Comet_maths Random Generator Module

Comet_maths Random Generator Module#

The purpose of the generate_sample module in comet_maths is to generate Monte Carlo (MC) samples. This mainly serves the needs of the MC uncertainty propagation module in punpy. Typically, one needs to generate a sample where each of the elements is randomly drawn from a Probability Density Function (PDF).

The most straigthforward case is when a sample has to be generated from a Gaussian PDF for a single mean and standard deviation. Within this module, the notation is as for the punpy module. i.e. using x for the mean (which is the input quantity in punpy) and u_x for the standard deviation (uncertainty in punpy). The generate_sample() function is used to generate the MC sample:

import comet_maths as cm
sample=cm.generate_sample(100,5,1)

The above example will generate a sample with 100 draws from a Gaussian distribution with 5 as mean and 1 as standard deviation. Other PDF are also available (see section below).

Often, a MC sample needs to be generated for more than a single input quantity. In this case, the generate_sample() function can still be used, where now x and u_x can be provided as a numpy arrays (with one or more dimensions), rather than a single number. However, when providing arrays, it is important to also provide the corr_x keyword to indicate how the different elements of the MC sample should be correlated:

import comet_maths as cm

x = np.array([330.,350.,370.,390.,410.])
u_x = np.array([10.1,12.3,14.7,16.2,18.4])

sample=cm.generate_sample(100,x,u_x,corr_x="rand")

We now get a sample with shape (100,5). There are thus 100 draws of the array with length 5. The corr_x here was set to “rand”, standing for a random correlation (i.e. the PDF’s of the different elements of the array are uncorrelated). It is also possible to set this to “syst”, which stands for a systematic correlation (i.e. the PDF’s of the different elements are fully correlated). Finally it is also possible to provide a correlation matrix for how the different elements of the array should be correlated. For these correlated options the MC sample is drawn from a joint PDF. Internally, comet_maths always generates independent random normally distributed samples first and then correlates them where necessary using the Cholesky decomposition method (see Random Generator Algorithm Theoretical Basis).
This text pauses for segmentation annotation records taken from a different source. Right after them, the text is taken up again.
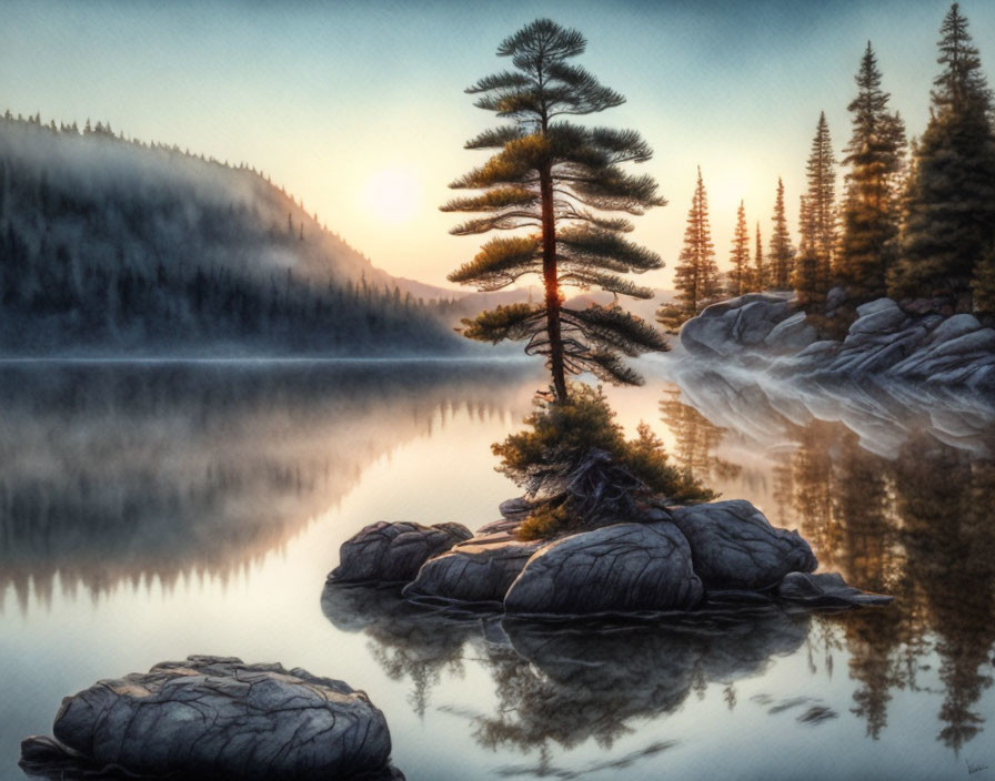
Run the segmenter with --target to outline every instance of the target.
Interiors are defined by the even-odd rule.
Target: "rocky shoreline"
[[[842,291],[827,300],[837,314]],[[878,298],[856,307],[842,341],[821,338],[790,293],[751,293],[705,308],[681,328],[696,358],[780,377],[868,378],[995,393],[995,328],[971,314],[942,314],[918,302]]]
[[[346,540],[329,584],[400,584],[416,605],[557,618],[689,612],[716,604],[883,605],[817,561],[797,531],[775,528],[748,501],[651,507],[552,540],[520,540],[526,499],[471,535],[456,524],[371,524]],[[461,538],[432,552],[440,535]],[[414,551],[423,555],[414,577]]]
[[[193,656],[67,697],[53,738],[21,744],[33,777],[403,781],[383,713],[343,681]]]

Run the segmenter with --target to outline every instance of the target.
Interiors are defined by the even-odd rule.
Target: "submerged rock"
[[[329,575],[339,582],[409,582],[433,556],[472,537],[460,524],[378,521],[345,540],[339,566]]]
[[[705,590],[764,590],[788,572],[816,567],[812,548],[797,531],[774,528],[743,499],[680,507],[674,524],[687,538]]]
[[[551,542],[525,564],[507,612],[690,610],[702,599],[691,548],[667,521],[615,524]]]
[[[522,542],[507,532],[474,537],[426,561],[404,596],[461,602],[502,602],[540,542]]]
[[[139,777],[403,778],[390,768],[386,721],[365,693],[235,658],[193,656],[99,681],[62,701],[53,731],[54,741],[24,741],[27,769],[61,761]]]
[[[807,607],[856,607],[887,605],[893,597],[867,594],[847,586],[838,572],[788,572],[777,587],[777,596],[785,601]]]

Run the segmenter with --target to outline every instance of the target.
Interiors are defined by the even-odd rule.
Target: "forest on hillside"
[[[0,119],[0,354],[465,351],[452,307],[251,169]]]
[[[676,331],[710,304],[766,290],[793,290],[810,322],[834,338],[846,333],[857,306],[882,296],[915,315],[995,318],[993,98],[957,3],[941,24],[936,62],[928,122],[908,140],[867,43],[842,158],[824,112],[815,123],[807,186],[797,202],[797,247],[787,224],[791,199],[778,178],[766,247],[761,223],[748,224],[741,202],[730,270],[721,273],[698,169],[675,301],[660,308],[659,322]]]

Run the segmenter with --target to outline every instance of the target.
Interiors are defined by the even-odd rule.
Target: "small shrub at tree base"
[[[637,518],[640,503],[647,500],[686,504],[715,497],[669,463],[647,425],[626,440],[601,388],[575,384],[567,402],[540,402],[525,423],[530,429],[492,446],[501,457],[499,471],[527,494],[545,497],[519,528],[522,539]]]

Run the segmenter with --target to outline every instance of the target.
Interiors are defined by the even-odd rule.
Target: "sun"
[[[399,225],[410,221],[421,203],[421,182],[408,169],[375,173],[365,187],[365,206],[374,222]]]

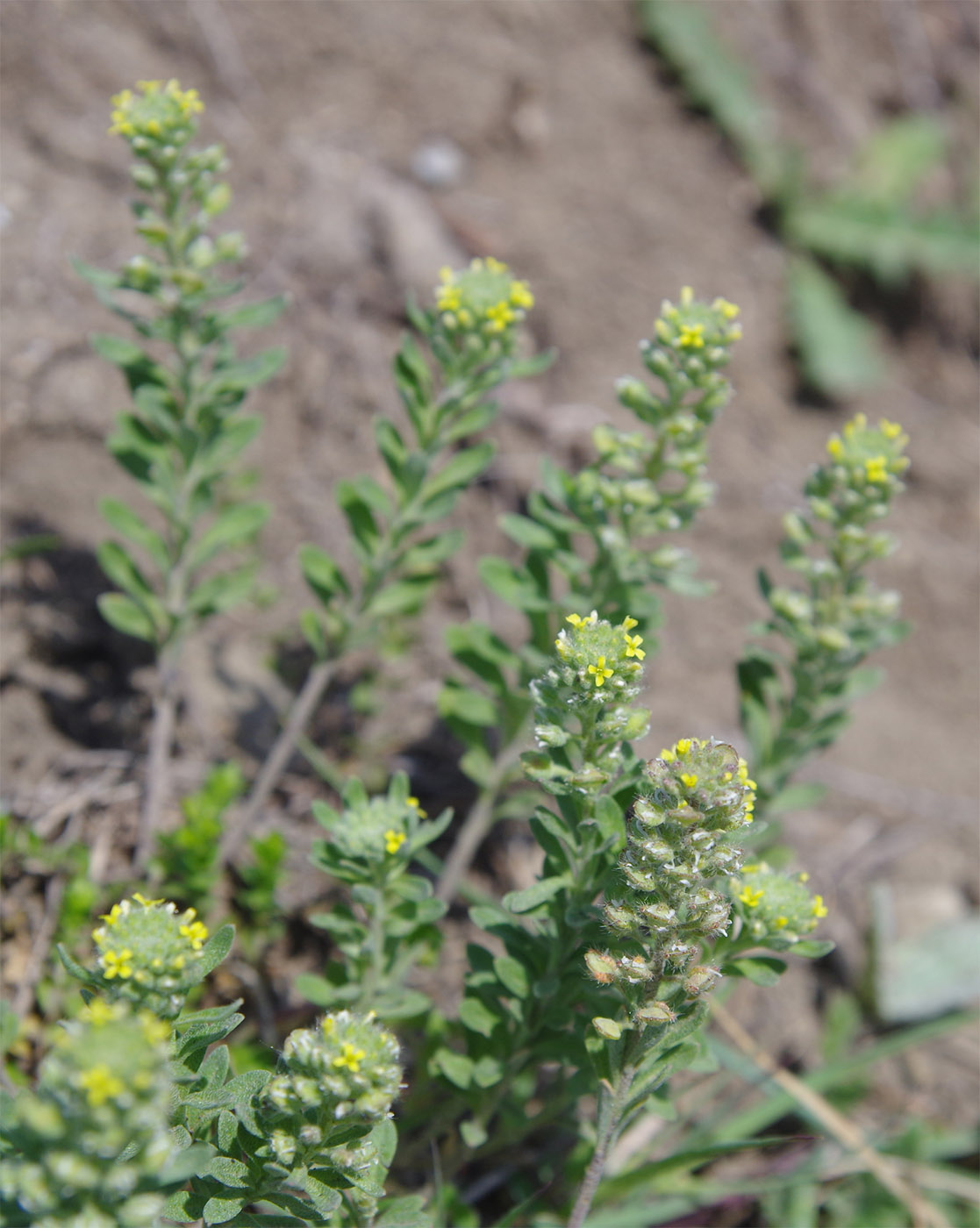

There are a number of other keywords for generate_sample(). The i keyword allows to generate a MC sample for a subset of the input data (i.e. x[i] and u_x[i] instead of x and u_x). The dtype keyword can be used to provide a numpy dtype for the output MC sample. The pdf_shape and pdf_params keywords will be detailed in the section below. When the comp_list keyword is set to True, a list of u_x and corr_x can be provided. Each of the elements of the lists will add variance to the resulting MC sample.

There are also a number of other functions available from the generate_sample module in comet_maths, though generally it is recommended to just use generate_sample(). generate_sample_random(), generate_sample_systematic() and generate_sample_correlated() simply do the same as the above but with slightly different inputs (e.g. no corr_x keyword for random and systematic). There is generate_sample_same() function that trivially generates a sample where u_x is zero and thus consists of repeats of the provided x array. Then, there is the generate_sample_cov() function where a covariance matrix is provided instead of the u_x and corr_x (which contain the same information).

Another useful function is correlate_sample_corr(). This function can be used to add correlation to a previously generated sample. This can particularly be useful when multiple MC samples were generated (e.g. for different variables, optionally each with their own internal correlation) and these different samples need to be correlated (e.g. because the different variables themselves are correlated). Note that by default the provided samples will be modified, though there is a keyword that allows to maintain the samples unchanged (at the cost of higher memory usage).

Finally, there is the generate_error_sample() function, which gives the differences between the sample generated by generate_sample() and x itself.

Different Probability Density Functions#

The standard probability density function in comet_maths is a Gaussian distribution. This means the generated MC samples will follow a gaussian distribution with the input quantity values as mean and uncertainties as standard deviation. However other probabilty density functions are also possible. Currently there are two additional options (with more to follow in the future).

The first alternative is a truncated Gaussian distribution. This distribution is just like the Gaussian one, except that there are no values outside a given minimum or maximum value. A typical use case of this distribution is when a certain input quantity can never be negative. In such a case the uncertainty propagation could be done like this:

sample=cm.generate_sample(100,x,u_x,corr_x="rand",pdf_shape="truncated_gaussian", pdf_params={"min":0.})

When the alternative probability density functions require additional parameters, these can be passed in the optional pdf_params dictionary. For the truncated Gaussian example, this dictionary can contain a value for “min” and “max” for the minimum and maximum allowed values respectively.

The second alternative is a tophat distribution. In this case the MC sample will have a uniform probabilty distribution from the value of the input quantity minus its uncertainty to the value of the input quantity plus its uncertainty. We note that for these modified probability density functions, the standard deviation of the MC sample is not the same as the uncertainty anymore.